Since tomorrow is the beginning of Lent, tradition will frown on the whipped cream.

Early crocuses



















Several years ago I discovered what a pleasure even the commonest crocuses can be when grown in the protected cold frame. There isn’t room in the protected cold frame for all of the crocuses I grow, so this year I planted many of the crocuses in an unprotected cold frame. The main difference is that in the unprotected cold frame they do not bloom as early. But they do bloom ahead of crocuses planted in the open garden. And the protection provided by the frame makes all the difference in the world. Now I can ignore the sparrows which in most years treat the flowering of the crocuses as the beginning of the salad season. And I can ignore the bunnies I saw hopping merrily around the other day – and I can ignore the deer, too. Hail, sleet, ice – forget them, the cold frame protects the crocuses from all bad weather.
Is it my imagination or do the flowers actually last longer in good condition in the cold frames? I think they do.
The crocuses with interesting markings on the outside of the outer tepals are more easily observed in the cold frame. In fact, when these plants are grown in the open garden they collapse into two main varieties on sunny days: the white ones and the yellow-orange ones. That’s because the beautiful markings are on the outside of the flowers; when the flowers open widely, they all look like white or orange-yellow crocuses.
Those with tender and exquisite colors such as ‘Weldenii Fairy’ and ‘Blue Pearl’ are more readily appreciated in the cold frames. Both of these are blooming today, and until today I never realized how beautiful they really are. They are simply too good for the open garden.
Here’s the list of familiar crocuses blooming in the cold frames today: ‘Gipsy Girl’, ‘Goldilocks’, ‘Advance’, ‘Snow Bunting’, ‘Lady Killer’, ‘Blue Pearl’, ‘Weldenii Fairy’ ‘Firefly’, ‘Uschak Orange’, ‘Blue Bird’ and ‘Whitewell Purple’. You can see some of them in the images above. From top to bottom:'Gipsy Girl', 'Weldenii Fairy', 'Lady Killer', 'Herald', 'Goldilocks', 'Blue Pearl', 'Blue Bird' and 'Advance'.

Monday, February 23, 2009

The days before spring

The first big burst of bloom has yet to occur in the garden this year: I’m still waiting. There have been many plants in bloom since the turn of the year, but they have occurred only sporadically. January and February have both been cold, windy months. My eyes are aching for a big burst of floral color.

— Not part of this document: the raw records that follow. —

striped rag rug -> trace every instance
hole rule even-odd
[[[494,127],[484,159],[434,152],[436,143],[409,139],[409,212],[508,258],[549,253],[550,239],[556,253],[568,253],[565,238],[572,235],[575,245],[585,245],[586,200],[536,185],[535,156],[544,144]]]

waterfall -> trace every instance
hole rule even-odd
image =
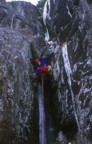
[[[39,144],[45,144],[45,112],[44,98],[42,97],[42,87],[38,84],[38,103],[39,103]]]
[[[68,51],[67,51],[67,43],[64,43],[63,47],[62,47],[62,56],[63,56],[63,60],[64,60],[64,67],[65,67],[65,71],[66,71],[66,75],[68,78],[68,85],[69,85],[69,89],[70,89],[70,93],[71,93],[71,97],[72,97],[72,105],[73,105],[73,110],[74,110],[74,116],[75,116],[75,120],[78,126],[78,130],[80,131],[80,125],[78,122],[78,116],[76,113],[76,109],[75,109],[75,100],[74,100],[74,93],[72,91],[72,86],[71,86],[71,66],[70,66],[70,62],[69,62],[69,58],[68,58]]]

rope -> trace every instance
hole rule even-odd
[[[42,75],[42,144],[45,143],[45,126],[44,126],[44,74]]]

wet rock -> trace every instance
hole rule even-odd
[[[51,4],[49,0],[48,5],[49,2]],[[83,144],[92,143],[91,11],[91,1],[58,0],[48,6],[45,16],[52,42],[56,41],[60,46],[53,70],[58,86],[54,96],[57,127],[66,135],[68,142]]]
[[[31,3],[0,2],[0,144],[38,142],[30,61],[45,45],[38,17]]]

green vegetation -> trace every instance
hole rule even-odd
[[[41,14],[43,13],[43,8],[44,8],[45,2],[46,2],[46,0],[39,0],[38,1],[37,7],[38,7]]]

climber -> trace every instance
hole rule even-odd
[[[52,74],[52,67],[51,62],[55,63],[55,56],[54,53],[51,53],[47,56],[42,56],[41,58],[36,58],[35,60],[30,59],[34,69],[35,73],[31,74],[31,77],[33,79],[33,85],[37,85],[37,81],[40,80],[42,75],[48,76]]]
[[[49,74],[52,71],[52,68],[50,66],[50,61],[51,61],[51,57],[47,56],[47,57],[43,57],[41,59],[37,58],[35,59],[35,64],[36,64],[36,75],[37,76],[41,76],[42,74]]]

The early snowdrops are at their peak now and have been for about a week. But try enjoying snowdrops in thirty-mile-per-hour wind gusts and a temperature in the low 40s F. When things moderate a bit I’ll put together a little bouquet of snowdrops and other early bloomers.

Crocuses are blooming in the frames - but do they count?

Last Friday Wayne and I drove down to visit his mom in western Virginia. Along the way we passed brilliant, green fields of what I assume is winter rye. It’s a real treat to see such an intense green spread out over acre after acre. The greens of summer never seem so bright, so intense and so pure.

Back in the home garden the prevailing colors are dingy browns and grays. But little Ranunculus ficaria is rapidly leafing out, and soon there will be plenty of green in the garden. And at that point I’ll be trying to figure out how to get rid of it.

Wednesday, February 4, 2009

Scallions, green onions, spring onions, Welsh onions, shallots

I’ve noticed that the grocery stores where I shop no longer sell something called scallions. What they sell now are called green onions. If you know your onions, you know that green onions and scallions are not necessarily the same thing.

Green onions and spring onions should be immature Allium cepa (this is the botanical name for culinary onions).

Scallions, on the other hand, are either those certain forms of Allium cepa which do not bulb or (and this is where it gets confusing) forms of a related species Allium fistulosum, the so-called (i.e. misnamed) Welsh onion. This “Welsh onion” is actually native to Siberia.

Where do shallots fit into this picture? Many texts currently attribute shallots to Allium cepa as a “Group” called Aggregatum. A Group in this sense - notice the capital G - is an assemblage of forms which might or might not share the same origin but which share so many similarities that for practical purposes they are treated as essentially the same thing until someone parses their ancestry and interrelationships. This usage of Group is not taxonomic: these Groups do not fall into the traditional taxonomic hierarchy.

The old name for shallots was Allium ascalonicum. Ascalon was an ancient Mediterranean port city in what is now modern Israel. Notice the similarity between the words scallion and ascalonicum: it’s no accident. Scallion is ultimately derived from the old name ascalonicum. In English, it’s not a direct borrowing: the word had to travel through several languages before it made its way into English. You would therefore think that shallots are the rightful claimants to the name scallion, but I can’t recall any recent American text which calls shallots scallions.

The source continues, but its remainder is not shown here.